Having financial problems, create you a new currency, the “Petro”. Venezuelan President Nicolas Maduro promised on Tuesday to certify the new Petro cryptocurrency in the near future, which will be backed by the country’s oil reserves.

Venezuela’s President Nicolas Maduro speaks during his weekly radio and TV broadcast “Los Domingos con Maduro” (Sundays with Maduro) in Caracas, Venezuela, December 3, 2017. He said Venezuela was facing a financial “world war”, blaming a Washington-backed conspiracy to sabotage his government and end socialism in Latin America. Miraflores Palace/Handout via REUTERS

The Ministry of Finance of Venezuela clarified that the cryptocurrency is necessary to carry out financial transactions and to seek new ways of financing.

“In the near future, I will sign the Petro certificates, which will have the support of thousands of oil barrels from Orinoco Belt,” Maduro said in a televised statement, adding that national gold and diamond reserves will also support the digital currency.

The petro, he said,

On Sunday, Maduro announced the introduction of a digital crypto-currency, the Petro, saying it would help Venezuela “advance in issues of monetary sovereignty, to make financial transactions and overcome the financial blockade.”

Opposition leaders derided the announcement, which they said needed congressional approval, and some cast doubt on whether the digital currency would ever see the light of day in the midst of turmoil. The real currency, the bolivar, is in freefall, and the country is sorely lacking in basic needs like food and medicine.

In November, the United States imposed new sanctions on 10 current and former Venezuelan officials for their role in undermining the country’s electoral process, censorship and corruption.

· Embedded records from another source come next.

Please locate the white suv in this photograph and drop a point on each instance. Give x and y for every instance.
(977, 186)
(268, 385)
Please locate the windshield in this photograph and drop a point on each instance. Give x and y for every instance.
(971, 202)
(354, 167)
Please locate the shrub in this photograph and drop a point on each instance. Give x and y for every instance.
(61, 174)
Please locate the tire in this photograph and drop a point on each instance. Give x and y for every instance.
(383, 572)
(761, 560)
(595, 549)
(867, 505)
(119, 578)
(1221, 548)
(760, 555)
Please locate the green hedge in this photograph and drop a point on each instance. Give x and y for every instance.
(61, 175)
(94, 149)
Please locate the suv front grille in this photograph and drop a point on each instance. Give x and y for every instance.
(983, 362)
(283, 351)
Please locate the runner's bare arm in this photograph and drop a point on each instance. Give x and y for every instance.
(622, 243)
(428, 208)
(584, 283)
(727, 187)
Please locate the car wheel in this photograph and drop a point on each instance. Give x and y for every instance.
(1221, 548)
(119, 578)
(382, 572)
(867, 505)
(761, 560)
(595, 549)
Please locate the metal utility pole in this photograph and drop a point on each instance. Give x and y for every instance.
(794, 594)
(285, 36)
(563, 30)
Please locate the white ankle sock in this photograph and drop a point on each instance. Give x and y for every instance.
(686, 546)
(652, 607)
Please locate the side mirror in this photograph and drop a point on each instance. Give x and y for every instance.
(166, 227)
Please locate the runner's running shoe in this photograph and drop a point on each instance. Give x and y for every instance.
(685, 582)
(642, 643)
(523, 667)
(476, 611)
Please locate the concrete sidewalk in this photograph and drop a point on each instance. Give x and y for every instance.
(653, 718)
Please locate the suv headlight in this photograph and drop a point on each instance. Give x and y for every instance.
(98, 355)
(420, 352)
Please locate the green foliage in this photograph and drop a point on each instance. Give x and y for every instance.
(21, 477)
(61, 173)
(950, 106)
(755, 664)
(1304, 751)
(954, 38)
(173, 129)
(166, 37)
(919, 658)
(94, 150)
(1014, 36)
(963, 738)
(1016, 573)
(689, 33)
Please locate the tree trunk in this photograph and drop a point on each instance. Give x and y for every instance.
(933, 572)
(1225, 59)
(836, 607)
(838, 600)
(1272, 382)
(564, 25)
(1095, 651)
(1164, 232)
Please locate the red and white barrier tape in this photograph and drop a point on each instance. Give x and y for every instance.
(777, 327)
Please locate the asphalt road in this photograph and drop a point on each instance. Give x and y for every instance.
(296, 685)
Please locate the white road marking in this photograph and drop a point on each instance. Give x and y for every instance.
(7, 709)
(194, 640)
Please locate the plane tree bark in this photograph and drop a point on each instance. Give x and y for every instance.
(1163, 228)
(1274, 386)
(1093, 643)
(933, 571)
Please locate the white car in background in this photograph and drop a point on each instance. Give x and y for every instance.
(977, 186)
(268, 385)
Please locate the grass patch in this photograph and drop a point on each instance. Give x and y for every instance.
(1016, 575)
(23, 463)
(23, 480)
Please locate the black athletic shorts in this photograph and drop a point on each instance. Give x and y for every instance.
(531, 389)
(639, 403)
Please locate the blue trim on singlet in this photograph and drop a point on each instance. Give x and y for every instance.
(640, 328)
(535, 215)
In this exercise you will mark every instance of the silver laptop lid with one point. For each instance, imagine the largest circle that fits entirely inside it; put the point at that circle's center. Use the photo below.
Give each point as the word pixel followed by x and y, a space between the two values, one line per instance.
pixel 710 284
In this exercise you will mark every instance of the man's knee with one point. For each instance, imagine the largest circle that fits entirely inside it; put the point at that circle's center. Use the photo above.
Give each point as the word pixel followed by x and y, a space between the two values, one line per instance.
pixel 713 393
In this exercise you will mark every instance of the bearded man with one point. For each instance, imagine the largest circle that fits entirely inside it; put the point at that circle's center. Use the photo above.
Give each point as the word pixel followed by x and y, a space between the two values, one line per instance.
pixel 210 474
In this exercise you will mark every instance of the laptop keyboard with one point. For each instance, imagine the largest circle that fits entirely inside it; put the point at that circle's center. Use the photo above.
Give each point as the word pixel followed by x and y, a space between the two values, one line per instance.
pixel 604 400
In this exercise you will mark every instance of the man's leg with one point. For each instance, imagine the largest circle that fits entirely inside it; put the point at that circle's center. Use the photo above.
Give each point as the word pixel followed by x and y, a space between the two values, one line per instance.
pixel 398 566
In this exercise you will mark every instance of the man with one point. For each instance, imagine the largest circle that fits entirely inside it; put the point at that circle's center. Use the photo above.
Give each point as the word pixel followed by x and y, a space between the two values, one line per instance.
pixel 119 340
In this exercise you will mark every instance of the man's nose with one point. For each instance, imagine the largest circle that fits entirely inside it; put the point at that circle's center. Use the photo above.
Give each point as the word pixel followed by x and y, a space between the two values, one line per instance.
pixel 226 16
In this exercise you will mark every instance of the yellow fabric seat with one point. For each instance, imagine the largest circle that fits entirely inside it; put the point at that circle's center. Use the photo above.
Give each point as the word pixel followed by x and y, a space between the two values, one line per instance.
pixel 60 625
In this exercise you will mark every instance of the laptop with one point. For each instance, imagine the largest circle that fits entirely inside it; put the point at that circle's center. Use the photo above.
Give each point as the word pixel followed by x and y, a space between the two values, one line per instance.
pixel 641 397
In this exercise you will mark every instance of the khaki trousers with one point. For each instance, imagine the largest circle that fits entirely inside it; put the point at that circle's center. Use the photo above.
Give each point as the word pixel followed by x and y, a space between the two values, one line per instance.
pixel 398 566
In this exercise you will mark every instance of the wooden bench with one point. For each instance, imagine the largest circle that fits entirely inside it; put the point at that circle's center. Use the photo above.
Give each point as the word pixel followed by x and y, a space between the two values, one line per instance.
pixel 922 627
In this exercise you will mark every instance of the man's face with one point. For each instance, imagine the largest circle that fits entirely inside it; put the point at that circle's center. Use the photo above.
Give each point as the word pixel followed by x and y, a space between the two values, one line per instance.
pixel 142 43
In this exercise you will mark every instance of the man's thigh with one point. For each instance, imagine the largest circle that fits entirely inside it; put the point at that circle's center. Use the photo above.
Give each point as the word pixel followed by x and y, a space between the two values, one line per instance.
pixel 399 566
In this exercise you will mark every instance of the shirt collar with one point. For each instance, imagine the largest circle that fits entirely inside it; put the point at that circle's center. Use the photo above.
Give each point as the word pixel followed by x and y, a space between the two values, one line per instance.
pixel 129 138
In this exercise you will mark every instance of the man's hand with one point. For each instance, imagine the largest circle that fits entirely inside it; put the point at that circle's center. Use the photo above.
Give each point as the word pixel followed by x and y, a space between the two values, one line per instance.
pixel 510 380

The list of individuals includes newly-appointed Culture Minister Ernesto Emilio Villegas Poljak and Minister of the Office of the Presidency Jorge Elieser Marquez Monsalve, as well as Freddy Alirio Bernal Rosales, an agriculture minister in charge of the government-run food distribution program.

Currency controls and excessive money printing have led to a 57% depreciation of the Bolivar against the dollar in the last month alone on the widely used black market. That has dragged down the monthly minimum wage to a mere $4.30.

For the millions of Venezuelans plunged into poverty and struggling to eat three meals a day, Maduro’s announcement is unlikely to bring any immediate relief.

“It’s Maduro being a clown. This has no credibility,” opposition lawmaker and economist Angel Alvarado told Reuters.

“I see no future in this,” added fellow opposition legislator Jose Guerra.

Maduro blames a Washington-backed conspiracy to sabotage his government and end socialism in Latin America. On Sunday he said Venezuela was facing a financial “world war.”